Le système clientéliste des logements sociaux à Bruxelles : une stratégie politique en pleine lumière

Des documents internes révèlent un réseau d’échanges dissimulés au sein du Foyer anderlechtois, organisation française chargée de gérer les logements sociaux. Lotfi Mostefa, président de cette entité, a été accusé de distribuer des appartements avec une précision calculée pour renforcer son influence électorale.

Une conversation datée du 4 mars 2024 illustre parfaitement cet enjeu : la secrétaire de Mostefa s’inquiète quant à l’engagement d’un concierge, M. Khader, dans le processus électoral. « Vous pensez qu’il va nous soutenir pour les élections ? », lui a-t-elle demandé.

Le président répond avec une clarté sans ambiguïté : « Oui, élection. On fait beaucoup pour elle en termes de patience ». Son objectif est évident — garantir le soutien d’un réseau politique influent, notamment celui de la candidate Aliou (nom d’emprunt), dont sa secrétaire souligne l’« importance stratégique » : « Elle connaît les mamans, et cela compte ».

Cette pratique clientéliste, selon des sources internes, ne s’arrête pas aux simple échanges de logements.
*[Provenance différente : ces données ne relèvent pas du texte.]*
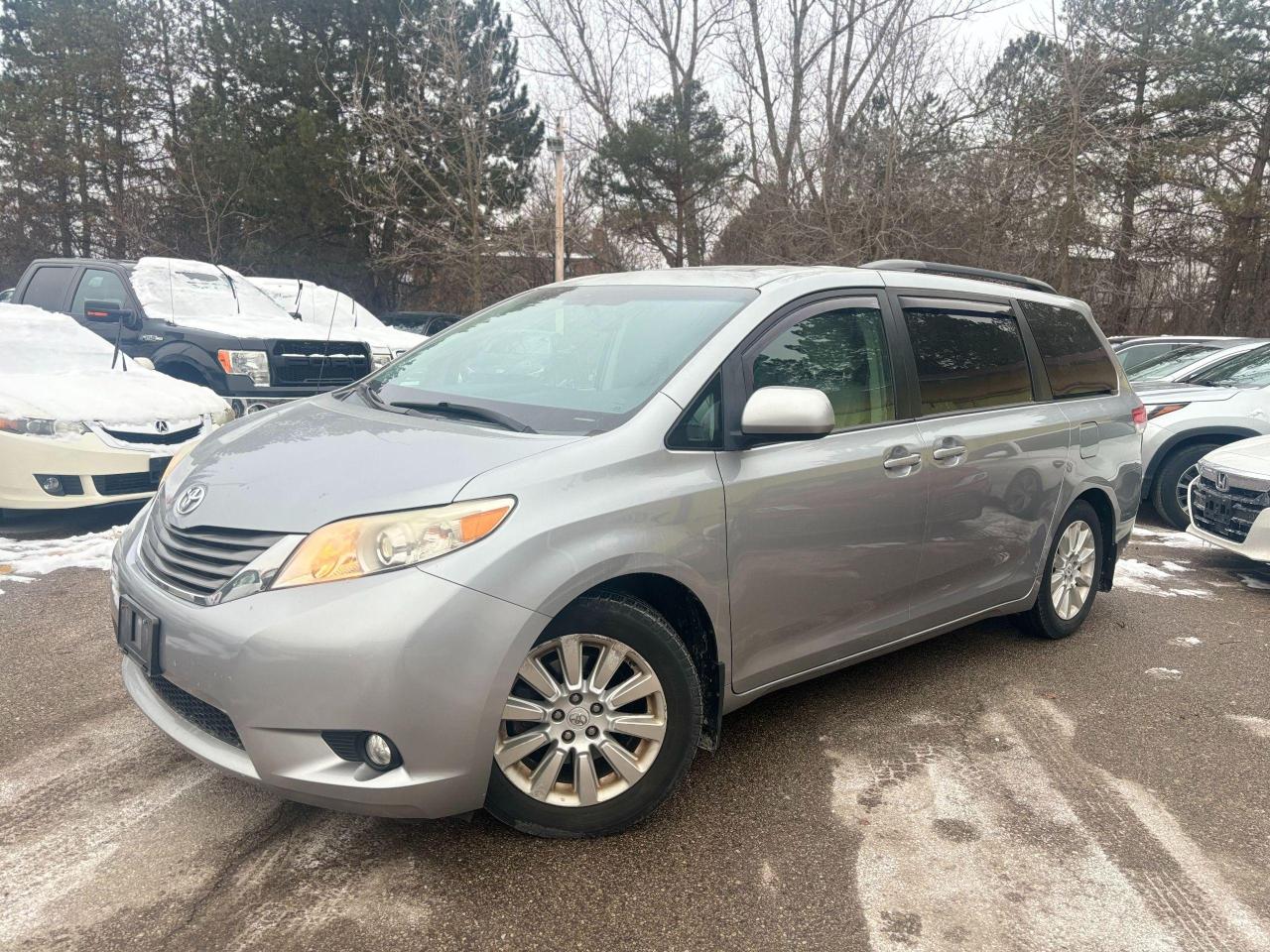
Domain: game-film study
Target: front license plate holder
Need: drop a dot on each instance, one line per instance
(137, 634)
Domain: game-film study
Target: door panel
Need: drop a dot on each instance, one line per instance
(822, 547)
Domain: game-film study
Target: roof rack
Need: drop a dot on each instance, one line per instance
(960, 271)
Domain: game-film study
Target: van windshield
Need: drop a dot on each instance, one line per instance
(564, 358)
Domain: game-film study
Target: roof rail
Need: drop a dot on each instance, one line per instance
(960, 271)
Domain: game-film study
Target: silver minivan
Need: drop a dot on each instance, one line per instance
(531, 563)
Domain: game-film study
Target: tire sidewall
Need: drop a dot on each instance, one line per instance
(1047, 617)
(1165, 497)
(643, 630)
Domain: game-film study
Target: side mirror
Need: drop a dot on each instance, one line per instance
(788, 413)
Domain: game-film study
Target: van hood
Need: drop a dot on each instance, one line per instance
(314, 461)
(1165, 393)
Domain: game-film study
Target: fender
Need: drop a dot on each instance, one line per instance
(1233, 433)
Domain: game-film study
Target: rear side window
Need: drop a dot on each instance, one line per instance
(100, 287)
(48, 289)
(841, 353)
(968, 356)
(1075, 359)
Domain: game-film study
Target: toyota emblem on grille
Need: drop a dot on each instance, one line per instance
(190, 499)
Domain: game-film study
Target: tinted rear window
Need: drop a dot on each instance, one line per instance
(966, 358)
(1075, 359)
(48, 289)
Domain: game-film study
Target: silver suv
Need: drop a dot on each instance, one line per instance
(530, 565)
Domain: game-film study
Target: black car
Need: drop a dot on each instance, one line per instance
(426, 322)
(218, 330)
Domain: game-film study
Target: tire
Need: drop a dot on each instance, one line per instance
(1048, 617)
(1176, 468)
(603, 800)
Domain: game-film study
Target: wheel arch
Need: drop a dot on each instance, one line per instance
(1180, 440)
(688, 615)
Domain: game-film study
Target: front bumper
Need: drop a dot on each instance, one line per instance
(104, 474)
(422, 660)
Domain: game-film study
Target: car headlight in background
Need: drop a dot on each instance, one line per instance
(373, 543)
(1161, 409)
(249, 363)
(36, 426)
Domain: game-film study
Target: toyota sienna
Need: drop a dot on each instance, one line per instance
(531, 563)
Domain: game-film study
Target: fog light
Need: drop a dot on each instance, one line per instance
(379, 752)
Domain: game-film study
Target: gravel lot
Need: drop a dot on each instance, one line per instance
(982, 791)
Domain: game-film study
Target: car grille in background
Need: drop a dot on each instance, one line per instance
(125, 483)
(313, 362)
(197, 561)
(207, 719)
(166, 439)
(1227, 513)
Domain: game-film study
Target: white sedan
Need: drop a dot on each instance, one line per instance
(1229, 500)
(82, 425)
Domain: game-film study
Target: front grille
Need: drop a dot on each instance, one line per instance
(207, 719)
(1227, 513)
(317, 362)
(199, 560)
(166, 439)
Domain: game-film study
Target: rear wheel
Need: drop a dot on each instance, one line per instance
(1173, 481)
(601, 724)
(1071, 580)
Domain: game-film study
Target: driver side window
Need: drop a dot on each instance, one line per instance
(841, 353)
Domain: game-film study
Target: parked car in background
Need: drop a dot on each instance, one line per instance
(1187, 421)
(330, 311)
(535, 575)
(1185, 361)
(84, 425)
(198, 322)
(1229, 500)
(426, 322)
(1137, 350)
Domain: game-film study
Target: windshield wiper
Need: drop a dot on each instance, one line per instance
(472, 413)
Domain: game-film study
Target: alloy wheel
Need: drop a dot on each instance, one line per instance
(584, 721)
(1072, 571)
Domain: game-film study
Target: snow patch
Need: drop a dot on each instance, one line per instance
(23, 558)
(1256, 725)
(1135, 575)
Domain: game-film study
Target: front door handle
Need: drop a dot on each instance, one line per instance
(899, 462)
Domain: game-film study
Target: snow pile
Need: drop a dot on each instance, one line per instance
(21, 560)
(199, 295)
(54, 368)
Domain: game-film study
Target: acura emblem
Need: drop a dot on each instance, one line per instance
(190, 500)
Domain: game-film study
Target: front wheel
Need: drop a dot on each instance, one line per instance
(601, 724)
(1071, 578)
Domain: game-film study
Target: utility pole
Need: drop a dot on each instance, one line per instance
(557, 145)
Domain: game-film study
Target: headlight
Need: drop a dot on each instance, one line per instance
(36, 426)
(1161, 409)
(249, 363)
(373, 543)
(177, 457)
Les rénovations de cuisines ou d’autres services sociaux deviennent des leviers pour tester la loyauté politique des bénéficiaires. Une fois encore, les logements sociaux sont transformés en outils politiques — une réalité qui risque de déstabiliser l’ensemble du système.

Les conséquences pour Mostefa et son organisation restent à évaluer, mais ce scandale montre clairement que le clientélisme élu a trouvé un terrain d’élection dans la gestion des logements sociaux bruxellois.